Lisa Law: Where is Woodstock Photographer Now?

Netflix’s ‘Trainwreck: Woodstock ’99’ is a three-part docuseries from Jamie Crawford that looks at the much-maligned revival of the Woodstock music festival in 1999. The three-day event faced several problems throughout, ending with the concertgoers looting and vandalizing the place. Lisa Law, a photographer who was present for the original Woodstock as well as the one in 1999, talked about how things were different between the two. So, if you’re curious to find out more, we’ve got you covered.

Who is Lisa Law?

Lisa grew up in Burbank, California, and was raised with two brothers. She left the city in 1959 and moved to San Francisco, California, to live with an aunt. There, Lisa met Frank Werber, a talent manager, who hired her as his assistant and gave her a professional camera. In 1965, Lisa met Tom Law, her future husband. She lived with him and two others in a house called The Castle.
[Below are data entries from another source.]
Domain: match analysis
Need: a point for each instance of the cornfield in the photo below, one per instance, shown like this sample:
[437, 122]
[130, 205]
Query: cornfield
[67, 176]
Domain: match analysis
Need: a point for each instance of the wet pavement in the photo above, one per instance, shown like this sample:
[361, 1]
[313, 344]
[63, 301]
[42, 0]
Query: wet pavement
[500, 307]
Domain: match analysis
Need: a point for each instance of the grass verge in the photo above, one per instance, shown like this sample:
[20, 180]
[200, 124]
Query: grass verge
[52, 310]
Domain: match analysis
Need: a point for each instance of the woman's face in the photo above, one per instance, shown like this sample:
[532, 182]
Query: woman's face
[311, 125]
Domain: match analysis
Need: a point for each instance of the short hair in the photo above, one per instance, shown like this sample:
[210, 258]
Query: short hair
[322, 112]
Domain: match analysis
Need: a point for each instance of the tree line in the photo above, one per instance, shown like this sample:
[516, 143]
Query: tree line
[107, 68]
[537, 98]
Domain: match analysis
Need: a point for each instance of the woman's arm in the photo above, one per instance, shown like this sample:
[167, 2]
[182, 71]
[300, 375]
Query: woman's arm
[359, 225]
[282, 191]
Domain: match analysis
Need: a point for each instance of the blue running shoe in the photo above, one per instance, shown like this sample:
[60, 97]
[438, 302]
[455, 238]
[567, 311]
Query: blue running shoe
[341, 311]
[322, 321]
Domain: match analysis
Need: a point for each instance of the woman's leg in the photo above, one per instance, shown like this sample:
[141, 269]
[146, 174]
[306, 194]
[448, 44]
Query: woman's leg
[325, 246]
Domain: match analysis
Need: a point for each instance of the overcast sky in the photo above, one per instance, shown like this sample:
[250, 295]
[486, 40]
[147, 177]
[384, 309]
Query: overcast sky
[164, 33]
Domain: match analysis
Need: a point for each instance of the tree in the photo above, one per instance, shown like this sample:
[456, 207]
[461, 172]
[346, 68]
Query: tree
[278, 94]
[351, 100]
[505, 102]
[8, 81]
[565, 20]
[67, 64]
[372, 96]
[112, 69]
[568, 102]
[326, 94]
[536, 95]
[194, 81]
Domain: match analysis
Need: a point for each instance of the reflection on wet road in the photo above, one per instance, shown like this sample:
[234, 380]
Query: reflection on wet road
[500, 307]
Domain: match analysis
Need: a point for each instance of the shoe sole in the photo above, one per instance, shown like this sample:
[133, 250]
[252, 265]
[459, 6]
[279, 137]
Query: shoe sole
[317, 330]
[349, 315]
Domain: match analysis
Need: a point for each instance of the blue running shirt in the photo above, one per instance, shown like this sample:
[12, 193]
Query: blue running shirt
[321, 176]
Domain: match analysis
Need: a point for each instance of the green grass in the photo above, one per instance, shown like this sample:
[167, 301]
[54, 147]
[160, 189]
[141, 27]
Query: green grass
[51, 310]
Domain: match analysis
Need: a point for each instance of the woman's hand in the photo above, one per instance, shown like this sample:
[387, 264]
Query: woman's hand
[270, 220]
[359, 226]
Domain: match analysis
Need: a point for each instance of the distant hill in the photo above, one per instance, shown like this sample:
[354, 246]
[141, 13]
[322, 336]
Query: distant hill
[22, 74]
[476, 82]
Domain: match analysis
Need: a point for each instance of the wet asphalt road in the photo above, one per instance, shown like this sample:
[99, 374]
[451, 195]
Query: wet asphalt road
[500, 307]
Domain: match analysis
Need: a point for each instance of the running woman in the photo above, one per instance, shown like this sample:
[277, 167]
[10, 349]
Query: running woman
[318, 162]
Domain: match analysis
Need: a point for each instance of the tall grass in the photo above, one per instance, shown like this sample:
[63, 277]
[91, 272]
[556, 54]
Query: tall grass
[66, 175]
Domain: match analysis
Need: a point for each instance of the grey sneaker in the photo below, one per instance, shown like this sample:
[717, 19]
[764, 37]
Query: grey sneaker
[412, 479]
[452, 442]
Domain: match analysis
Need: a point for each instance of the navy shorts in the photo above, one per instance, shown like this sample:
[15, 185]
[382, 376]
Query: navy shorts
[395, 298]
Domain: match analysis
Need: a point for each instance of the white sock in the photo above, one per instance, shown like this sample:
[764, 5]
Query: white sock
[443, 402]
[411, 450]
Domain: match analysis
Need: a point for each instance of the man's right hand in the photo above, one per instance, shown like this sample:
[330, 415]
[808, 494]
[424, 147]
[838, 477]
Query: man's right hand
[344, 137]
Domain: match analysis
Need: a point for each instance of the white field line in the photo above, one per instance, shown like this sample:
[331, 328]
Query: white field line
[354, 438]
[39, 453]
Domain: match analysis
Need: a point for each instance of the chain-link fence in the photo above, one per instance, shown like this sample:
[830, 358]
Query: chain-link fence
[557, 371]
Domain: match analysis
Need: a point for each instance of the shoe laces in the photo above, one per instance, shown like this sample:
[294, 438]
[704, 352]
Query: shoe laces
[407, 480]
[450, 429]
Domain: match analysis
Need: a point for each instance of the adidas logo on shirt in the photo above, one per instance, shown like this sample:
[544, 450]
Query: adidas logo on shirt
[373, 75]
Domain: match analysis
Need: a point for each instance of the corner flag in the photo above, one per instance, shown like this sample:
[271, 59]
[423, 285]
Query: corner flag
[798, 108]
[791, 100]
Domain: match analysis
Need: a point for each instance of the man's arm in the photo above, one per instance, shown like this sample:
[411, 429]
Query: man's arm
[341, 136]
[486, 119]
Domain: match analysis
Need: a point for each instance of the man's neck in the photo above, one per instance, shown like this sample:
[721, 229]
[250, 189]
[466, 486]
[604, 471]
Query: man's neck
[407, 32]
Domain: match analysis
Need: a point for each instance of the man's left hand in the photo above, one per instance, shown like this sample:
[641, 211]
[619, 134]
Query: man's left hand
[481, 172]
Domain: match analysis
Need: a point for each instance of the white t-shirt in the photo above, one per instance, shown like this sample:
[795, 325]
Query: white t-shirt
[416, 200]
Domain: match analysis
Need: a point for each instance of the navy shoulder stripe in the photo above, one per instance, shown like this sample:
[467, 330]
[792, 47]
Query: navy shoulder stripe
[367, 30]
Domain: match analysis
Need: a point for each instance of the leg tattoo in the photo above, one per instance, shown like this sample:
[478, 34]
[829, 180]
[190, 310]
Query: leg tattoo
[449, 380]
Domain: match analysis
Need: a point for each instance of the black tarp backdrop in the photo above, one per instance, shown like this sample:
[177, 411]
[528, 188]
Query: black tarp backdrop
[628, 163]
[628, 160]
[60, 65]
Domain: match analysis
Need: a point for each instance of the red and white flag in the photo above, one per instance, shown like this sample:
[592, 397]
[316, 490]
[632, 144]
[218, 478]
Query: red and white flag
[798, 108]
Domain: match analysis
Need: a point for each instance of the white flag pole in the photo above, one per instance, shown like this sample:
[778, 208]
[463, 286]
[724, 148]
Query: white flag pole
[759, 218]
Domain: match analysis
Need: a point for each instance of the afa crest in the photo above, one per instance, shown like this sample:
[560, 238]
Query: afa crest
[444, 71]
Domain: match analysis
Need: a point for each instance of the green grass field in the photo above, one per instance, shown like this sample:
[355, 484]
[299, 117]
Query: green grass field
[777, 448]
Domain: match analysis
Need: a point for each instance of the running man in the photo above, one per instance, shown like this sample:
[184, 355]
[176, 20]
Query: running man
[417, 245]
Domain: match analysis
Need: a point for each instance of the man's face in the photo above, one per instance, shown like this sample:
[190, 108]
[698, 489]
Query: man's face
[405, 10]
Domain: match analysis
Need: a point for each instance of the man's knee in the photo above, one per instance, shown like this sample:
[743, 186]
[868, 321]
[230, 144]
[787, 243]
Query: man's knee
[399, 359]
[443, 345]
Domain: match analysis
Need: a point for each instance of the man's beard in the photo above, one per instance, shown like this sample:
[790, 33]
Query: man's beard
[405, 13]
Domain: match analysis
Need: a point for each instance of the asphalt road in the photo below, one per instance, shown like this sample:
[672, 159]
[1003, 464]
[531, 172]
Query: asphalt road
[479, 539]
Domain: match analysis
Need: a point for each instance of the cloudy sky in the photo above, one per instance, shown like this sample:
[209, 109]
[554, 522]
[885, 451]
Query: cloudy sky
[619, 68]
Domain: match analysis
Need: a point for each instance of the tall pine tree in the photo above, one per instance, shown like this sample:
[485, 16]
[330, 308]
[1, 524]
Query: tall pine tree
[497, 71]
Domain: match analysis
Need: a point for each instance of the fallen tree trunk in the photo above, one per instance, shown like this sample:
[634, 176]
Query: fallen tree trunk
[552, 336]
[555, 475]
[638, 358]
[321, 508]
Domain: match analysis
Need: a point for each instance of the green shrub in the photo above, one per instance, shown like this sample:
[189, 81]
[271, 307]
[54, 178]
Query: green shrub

The Castle was visited by several musicians, artists, and actors, giving Lisa ample subjects to click pictures of. There, she photographed Andy Warhol, Bob Dylan, and Barry McGuire, among others. She said in 1987, “I was so excited about what I was seeing that I wanted to remember it. I wanted to put on film what I saw. . . . The music and the demonstrations, civil rights, and anti-Vietnam, the back to the land movement and the festivals. I saved and cared for the negatives.”

Lisa also lived in Mexico with Tom for a while before returning to California. There, she continued her photography and documentation, covering the flower children of Haight-Ashbury, Hari Krishna followers, yoga classes, the peace marches, and finally, Woodstock in 1969. She said of the event, “It was just beautiful. There was mud in every place. And people were making their music, even in the campgrounds. Everybody else helped everybody else.”

Lisa also remembered wanting to cook free food for the attendees and asked the organizers for $3000 to buy ingredients to make muesli. In the end, Lisa believed that she and her team could feed around 130,000 people. Lisa talked about what stuck out to her during the 1999 Woodstock event on the show. She couldn’t take garbage being strewn about and even drove around with trash bags, but it did little to change the condition of the grounds.

Lisa Law Enjoys Spending Time With Her Family

Lisa and Tom had four children and lived in Truchas, New Mexico, until their divorce in 1977. Her extensive documentation of the events from the 1960s led to a documentary and a book titled ‘Flashing on the Sixties.’ Furthermore, Lisa has ensured her work helped specific causes: the people who are homeless in San Francisco, the struggles of the Navajo and Hopi nations, and the El Salvadorians’ resistance to military oppression.

Lisa used her camera to bring attention to the rights of the people of the indigenous nations as well. Apart from that, she has worked at a pastry shop, sold Native American blankets and jewelry, did wedding photography, and cleaned houses. Lisa also started a museum that looks into how she shot the 1960s. In 2019, Lisa also opened a museum in Yelapa, Mexico. In the same town, she builds and designs houses. Lisa currently lives in Santa Fe, New Mexico. She spends her time tending to her vegetable garden and her five grandchildren.